Can someone please clarify.. Thanks


----------



## xxxxxxxxxxxxxsssagi (May 21, 2013)

chakradhard said:


> Read subject as 'Document to be* notarized'
> 
> 
> I've noticed a hot debate on another forum regarding this subject. Few say all photocopies have to be notarized. Others say only those which are not in english/french (or) those docs for which there are no originals available (eg: experience letter not issued by company etc) should be notarized.
> ...


The application guide clearly mentions about sending certified copies for translation of documents which are not in English or French language and nowhere else is it mentioned. Therefore, notarization is not mandatory for documents in English or French.

Hundreds of applicants have got PER without notarization. Below is the extract from CIC instruction guide.
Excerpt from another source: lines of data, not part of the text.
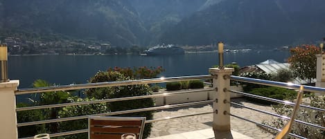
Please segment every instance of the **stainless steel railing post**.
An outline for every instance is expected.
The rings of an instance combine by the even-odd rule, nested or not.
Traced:
[[[233,138],[230,129],[230,75],[232,68],[210,68],[213,78],[213,129],[215,138]]]
[[[0,83],[8,82],[8,47],[6,44],[0,44]]]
________________________________________________________________
Translation of documents

Any document that is not in English or French must be accompanied by:

the English or French translation; and
an affidavit from the person who completed the translation; and
a certified copy of the original document


----------



## chakradhard (Aug 5, 2014)

Certified true copies is a separate section given there.. It didn't have any specific reference to language translation. Hence my doubt.

If many have got PERs without notarized photocopies, then I don't see any issue


----------



## fromblr (May 29, 2013)

i do not see any documents which says notary is mandatory


----------



## chakradhard (Aug 5, 2014)

Thq


----------